Periodic Existence of Mycorrhizal Fungi in Roots and Non-root Dissident Portions of Some Bulbous Plants
Muhammad Ali*, Muhammad Adnan and Mehra Azam
Institute of Agricultural Sciences,University of the Punjab, Lahore-54590, Pakistan
- *Corresponding Author:
- Muhammad Ali
Institute of Agricultural Sciences
University of the Punjab
E-mail: [email protected]
Received date: January 19, 2015; Accepted date: January 25, 2015; Published date: January 30, 2015
Citation: Ali M, Adnan M, Azam M (2015) Periodic Existence of Mycorrhizal Fungi in Roots and Non-root Dissident Portions of Some Bulbous Plants. J Plant Pathol Microb 6:248. doi: 10.4172/2157-7471.1000248
Copyright: © 2015 Ali M, et al. This is an open-access article distributed under the terms of the Creative Commons Attribution License, which permits unrestricted use, distribution, and reproduction in any medium, provided the original author and source are credited.
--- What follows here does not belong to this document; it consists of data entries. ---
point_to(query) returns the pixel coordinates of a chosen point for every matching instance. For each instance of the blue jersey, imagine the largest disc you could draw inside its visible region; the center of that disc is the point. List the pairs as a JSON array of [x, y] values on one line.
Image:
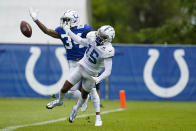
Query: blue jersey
[[74, 51]]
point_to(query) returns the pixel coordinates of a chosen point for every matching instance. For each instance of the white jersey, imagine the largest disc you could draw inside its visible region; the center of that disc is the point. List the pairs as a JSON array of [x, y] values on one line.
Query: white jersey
[[93, 59]]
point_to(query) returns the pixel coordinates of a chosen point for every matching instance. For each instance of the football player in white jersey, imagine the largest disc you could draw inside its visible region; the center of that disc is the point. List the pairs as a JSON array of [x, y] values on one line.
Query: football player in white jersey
[[97, 57], [74, 51]]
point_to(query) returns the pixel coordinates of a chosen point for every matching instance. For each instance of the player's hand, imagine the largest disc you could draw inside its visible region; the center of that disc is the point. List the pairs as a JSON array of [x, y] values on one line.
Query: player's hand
[[33, 14], [96, 79], [66, 27]]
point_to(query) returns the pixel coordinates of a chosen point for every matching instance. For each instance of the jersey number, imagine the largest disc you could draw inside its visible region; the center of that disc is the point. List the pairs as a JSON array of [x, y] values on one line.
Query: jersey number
[[93, 55], [70, 45]]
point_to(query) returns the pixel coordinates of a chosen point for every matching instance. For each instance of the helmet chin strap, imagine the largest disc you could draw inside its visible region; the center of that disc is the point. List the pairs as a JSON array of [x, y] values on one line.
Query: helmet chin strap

Decaying and senescing scale-like leaves and roots were collected regularly from Botanical Garden, University of the Punjab, Lahore for a period of four months, with an interval of fifteen days. Roots and other portions of both the plants when processed and examined revealed the occurrence of AM fungal structures. However, AM structures were totally missing in Allium cepa, and roots of Amaryllis vittata. Thick hyphal mats with clusters and clumps of spores were often seen in the decaying scale-leaves. The vesicles in these portions were large sized and thick walled. As regard the seasonal variations, the side by side of hyphal, arbuscular and vesicular infections varied among the samples collected throughout the season. Seasonal variations in Glomalean spore dynamics were observed with respect to number while glomeromycetous species richness varied in the rhizosphere soil of the three plants. The recent research was conducted to evaluate the configuration of occurrence of arbuscular mycorrhizal fungal structures in decaying scale like leaves and root system of three bulbous plants i.e., Allium cepa, Amaryllis vittata and Zaphyranthes citrina.